La battaglia di Mariupol è stato uno dei maggiori scontri in Ucraina durante l’invasione russa nel 2022, quando le forze della Federazione Russa e della autoproclamata Repubblica popolare separatista di Donetsk (DNR) hanno attaccato le forze ucraine a difesa della città. La battaglia, che faceva parte dell’offensiva russa nell’Ucraina orientale, è iniziata il 24 febbraio 2022 e si è conclusa il 20 maggio 2022, quando la Russia ha annunciato la resa delle restanti forze ucraine a Mariupol dopo l’ordine di cessare i combattimenti loro rivolto dal Governo ucraino.

La battaglia di Mariupol

Mariupol si trova nell’oblast’ di Donetsk, in Ucraina, ed è attualmente controllata dalla Repubblica popolare separatista di Donetsk sostenuta dalla Russia. Le forze russe hanno completato l’accerchiamento di Mariupol il 2 marzo, dopodiché hanno acquisito gradualmente e a prezzo di gravi perdite il controllo della città. Dopo diverse settimane di combattimenti strada per strada, alla data del 22 aprile le restanti forze ucraine, consistenti nel Reggimento “Azov” (unità speciale della Guardia Nazionale), della 36a Brigata indipendente fanteria di marina, della 12a Brigata operativa della Guardia Nazionale “Dmytro Vyshnevetsky”, della 23a Brigata indipendente Protezione Ordine Pubblico e elementi delle Guardie di frontiera, del Servizio di sicurezza, della Polizia nazionale e di reparti paramilitari e di volontari, erano ripiegate nel perimetro dell’“Azovstal Iron & Steel Works”, un vasto complesso industriale garantente delle buone possibilità di difesa.

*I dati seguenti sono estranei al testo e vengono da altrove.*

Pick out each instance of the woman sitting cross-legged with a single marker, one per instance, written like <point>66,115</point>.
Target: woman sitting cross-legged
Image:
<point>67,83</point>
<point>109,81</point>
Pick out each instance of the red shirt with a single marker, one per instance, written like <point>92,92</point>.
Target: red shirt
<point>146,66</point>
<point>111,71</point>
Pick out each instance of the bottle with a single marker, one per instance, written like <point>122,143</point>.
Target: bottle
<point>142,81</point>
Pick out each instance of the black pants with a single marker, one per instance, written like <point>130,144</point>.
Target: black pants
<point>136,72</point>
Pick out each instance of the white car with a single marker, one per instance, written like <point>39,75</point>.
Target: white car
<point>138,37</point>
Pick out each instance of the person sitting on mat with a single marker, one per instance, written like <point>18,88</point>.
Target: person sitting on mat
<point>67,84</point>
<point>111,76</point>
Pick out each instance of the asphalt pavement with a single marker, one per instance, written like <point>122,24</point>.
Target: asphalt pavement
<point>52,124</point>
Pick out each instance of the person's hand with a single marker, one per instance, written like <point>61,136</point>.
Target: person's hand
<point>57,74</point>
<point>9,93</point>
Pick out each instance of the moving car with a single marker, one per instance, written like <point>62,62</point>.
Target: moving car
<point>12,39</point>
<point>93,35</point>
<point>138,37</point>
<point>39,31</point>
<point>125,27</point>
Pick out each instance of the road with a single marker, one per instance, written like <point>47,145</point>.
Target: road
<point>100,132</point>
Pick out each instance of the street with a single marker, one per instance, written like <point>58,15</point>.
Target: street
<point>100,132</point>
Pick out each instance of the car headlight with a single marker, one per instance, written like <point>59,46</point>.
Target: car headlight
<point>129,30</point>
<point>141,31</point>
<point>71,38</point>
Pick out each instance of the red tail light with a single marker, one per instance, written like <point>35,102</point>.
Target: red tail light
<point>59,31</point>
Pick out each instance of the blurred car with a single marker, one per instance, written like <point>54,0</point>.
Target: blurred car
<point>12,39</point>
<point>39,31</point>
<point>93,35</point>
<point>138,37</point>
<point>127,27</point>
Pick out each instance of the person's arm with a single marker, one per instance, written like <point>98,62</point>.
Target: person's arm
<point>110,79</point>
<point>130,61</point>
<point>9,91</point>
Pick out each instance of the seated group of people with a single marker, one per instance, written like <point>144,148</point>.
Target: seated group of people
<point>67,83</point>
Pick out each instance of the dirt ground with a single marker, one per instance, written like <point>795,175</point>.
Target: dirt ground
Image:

La Croce Rossa ha descritto la situazione come “apocalittica” e le autorità ucraine hanno accusato la Russia di aver provocato una grave crisi umanitaria in città, con funzionari locali che hanno riferito che circa 21.000 civili erano stati uccisi. Funzionari ucraini hanno anche riferito che almeno il 95% della città era stato distrutto durante i combattimenti, in gran parte dai bombardamenti russi.

L’assedio si è concluso il 16 maggio 2022, dopo quella che i media hanno variamente chiamato “evacuazione” o “resa” del restante personale militare ucraino dell’Azovstal; il Ministero della Difesa russo ha dichiarato che gli ucraini si erano “arresi”, un termine che l’Ucraina ha evitato di usare.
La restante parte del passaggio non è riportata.